Seashore J H, Gardiner L J, Ariyan S
Am J Surg. 1985 Apr;149(4):459-65. doi: 10.1016/s0002-9610(85)80040-4.
Giant cystic lymphangioma is a rare lesion that presents major therapeutic challenges. Four infants presented in the first weeks of life with diffuse cysts in the neck. The tongue was involved in three, the mediastinum in one, and the pharynx and supraglottic larynx in two. These lesions are characterized by hundreds of cysts that infiltrate in and around muscles, nerves, and vessels. Complete excision is not possible without damaging the normal structures. All four infants initially had partial removal with unroofing and drainage of the remaining cysts and temporary tracheostomy to protect the airway. One infant died from a thrombosed sagittal sinus. She had severe venous congestion of the head and neck postoperatively which may have been caused by an overzealous attempt to remove all of the cysts. The other three have required nine additional operations for removal of recurrent neck cysts (one operation), removal of mediastinal cysts (one operation), partial glossectomy (three operations), and laser excision of lymphangiomas of the pharynx and supraglottic larynx (four operations). Two patients have required partial glossectomy which should be performed early to protect the airway, to allow normal speech development, and to prevent malocclusion and prognathism from constant pressure of the tongue against the teeth. Removal of wedges of tissue from each side and from the center of the dorsum of the tongue reduces bulk with minimal risk to the lingual arteries and nerves. Recurrent tongue enlargement is common and can be treated by repeated partial glossectomy. Lymphangiomatosis of the pharynx and supraglottic larynx is difficult to treat. The carbon dioxide laser allows very precise excision of individual cysts with minimal drainage to adjacent mucosa, but in our limited experience it has not prevented recurrence. Despite the extensive nature of these lesions, the impossibility of complete excision, and the need for multiple operations, the long-term results in the three surviving patients have been satisfactory. Asymmetry of the neck and face due to lymphedema tends to improve with time. All three children have an acceptable appearance and normal speech for their ages.

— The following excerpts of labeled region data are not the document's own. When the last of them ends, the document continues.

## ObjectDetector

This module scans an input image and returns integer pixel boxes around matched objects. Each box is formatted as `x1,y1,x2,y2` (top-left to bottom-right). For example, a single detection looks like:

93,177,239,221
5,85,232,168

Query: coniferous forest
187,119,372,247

巨大囊性淋巴管瘤是一种罕见的病变,带来了重大的治疗挑战。四名婴儿在出生后的头几周出现颈部弥漫性囊肿。三名婴儿的舌头受累,一名婴儿的纵隔受累,两名婴儿的咽部和声门上喉受累。这些病变的特征是数百个囊肿浸润于肌肉、神经和血管及其周围。不损伤正常结构就不可能完全切除。所有四名婴儿最初都进行了部分切除,包括囊肿去顶和引流剩余囊肿,并进行临时气管切开术以保护气道。一名婴儿死于矢状窦血栓形成。她术后头颈部出现严重静脉充血,这可能是由于过度积极地试图切除所有囊肿所致。其他三名婴儿还需要进行另外九次手术,分别用于切除复发性颈部囊肿(一次手术)、切除纵隔囊肿(一次手术)、部分舌切除术(三次手术)以及激光切除咽部和声门上喉的淋巴管瘤(四次手术)。两名患者需要进行部分舌切除术,应尽早进行以保护气道、促进正常语言发育,并防止因舌头持续压迫牙齿导致错颌和下颌前突。从舌头两侧和舌背中央切除楔形组织可减少体积,同时对舌动脉和神经的风险最小。复发性舌肿大很常见,可通过重复进行部分舌切除术进行治疗。咽部和声门上喉的淋巴管瘤难以治疗。二氧化碳激光可非常精确地切除单个囊肿,并将对相邻黏膜的引流降至最低,但根据我们有限的经验,它并不能防止复发。尽管这些病变范围广泛、无法完全切除且需要多次手术,但三名存活患者的长期结果令人满意。由于淋巴水肿导致的颈部和面部不对称往往会随着时间改善。所有三名儿童的外观和语言能力与其年龄相符,均可接受。